I've seen the hacks to get VBox working with bootcamp but since this is not my machine and I don't want to provide 24/365 support for it I choose not to do it.
Now Vmware, how about a version for Ubuntu - Linux !
Id like to go for Linux as a foundation OS ..
For ordinary apps Virtualbox etc are probably enough ... But its the 3d / games Id like better support for.
Now Ive seen that Virtualbox has started getting 3d support .. But far from perfect yet I guess ..
Id like to go for Linux as a foundation OS ..
Both VMware workstation and server works on Ubuntu LTS (and can be made to work on 9.04 with a little bit of extra work)
However, Regular Linux suck as a VM host (no matter what the hypervisor), only the specialized hypervisor distros like ProxMox (OpenVZ), XenServer (Xen) and VMware ESX/ESXI works well.
However, Regular Linux suck as a VM host (no matter what the hypervisor), only the specialized hypervisor distros like ProxMox (OpenVZ), XenServer (Xen) and VMware ESX/ESXI works well.

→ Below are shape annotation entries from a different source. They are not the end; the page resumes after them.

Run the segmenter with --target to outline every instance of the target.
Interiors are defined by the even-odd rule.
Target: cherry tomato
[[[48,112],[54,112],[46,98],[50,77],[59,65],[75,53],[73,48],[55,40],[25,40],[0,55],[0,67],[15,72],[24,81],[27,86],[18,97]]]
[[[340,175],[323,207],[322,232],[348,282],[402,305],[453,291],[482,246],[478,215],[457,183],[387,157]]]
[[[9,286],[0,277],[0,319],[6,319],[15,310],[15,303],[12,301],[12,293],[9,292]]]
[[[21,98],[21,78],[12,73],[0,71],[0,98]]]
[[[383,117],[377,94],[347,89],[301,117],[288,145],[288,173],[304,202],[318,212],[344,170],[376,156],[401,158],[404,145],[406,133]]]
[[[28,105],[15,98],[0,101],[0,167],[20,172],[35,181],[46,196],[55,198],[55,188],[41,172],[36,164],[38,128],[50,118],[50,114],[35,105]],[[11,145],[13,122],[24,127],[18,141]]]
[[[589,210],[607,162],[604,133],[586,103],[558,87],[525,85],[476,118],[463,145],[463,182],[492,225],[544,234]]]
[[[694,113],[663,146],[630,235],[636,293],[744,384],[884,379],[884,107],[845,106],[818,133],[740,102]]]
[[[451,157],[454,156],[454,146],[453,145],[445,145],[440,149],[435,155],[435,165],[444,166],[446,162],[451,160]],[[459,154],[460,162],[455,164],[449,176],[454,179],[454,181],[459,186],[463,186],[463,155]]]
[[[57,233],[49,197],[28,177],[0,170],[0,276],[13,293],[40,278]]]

Now that's a bit of a news to me. I have both VMWare and VBox installed on a [Arch] linux host and I never had any problems or whatsoever.
Disk access primarily, The rest is fine.
VMware Workstation on windows has about 3 to 4 times better disk access speeds than (an optimized) Linux. The VMware developers claim that it is because Linux does not allow detailed control over dirty page write back.

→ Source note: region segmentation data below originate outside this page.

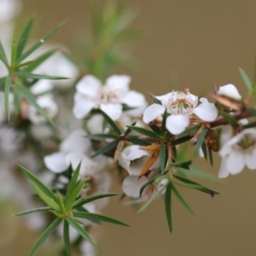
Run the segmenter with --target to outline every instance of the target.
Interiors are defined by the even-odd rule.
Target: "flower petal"
[[[62,152],[44,156],[44,162],[49,170],[55,173],[62,172],[68,168],[68,165],[66,163],[65,154]]]
[[[131,197],[139,197],[140,189],[148,181],[148,177],[142,177],[138,179],[137,176],[128,176],[125,178],[122,185],[124,193]]]
[[[123,107],[121,104],[101,104],[100,108],[103,110],[113,120],[118,119],[121,114]]]
[[[204,102],[194,109],[194,113],[204,121],[213,121],[218,117],[218,110],[213,103]]]
[[[96,98],[101,87],[101,81],[92,75],[84,76],[76,86],[78,92],[91,99]]]
[[[160,104],[152,104],[148,107],[143,113],[143,122],[150,123],[165,113],[166,108]]]
[[[182,114],[172,114],[166,119],[166,128],[174,135],[180,134],[189,125],[189,117]]]

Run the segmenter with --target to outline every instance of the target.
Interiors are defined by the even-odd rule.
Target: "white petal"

The best workaround on Linux is to run only one VM at the time, use a physically separate disk for the VMs and if possible a hardware raid controller with battery backed cache (like a perc 5i for example).
Another possibility for speed up is raw partitions, but these require special configuration and makes the VM difficult to move around.
Finally you got iSCSI disks, and it also improves performance somewhat.
However the workarounds above also improves performance for the windows system so standard Linux still lags.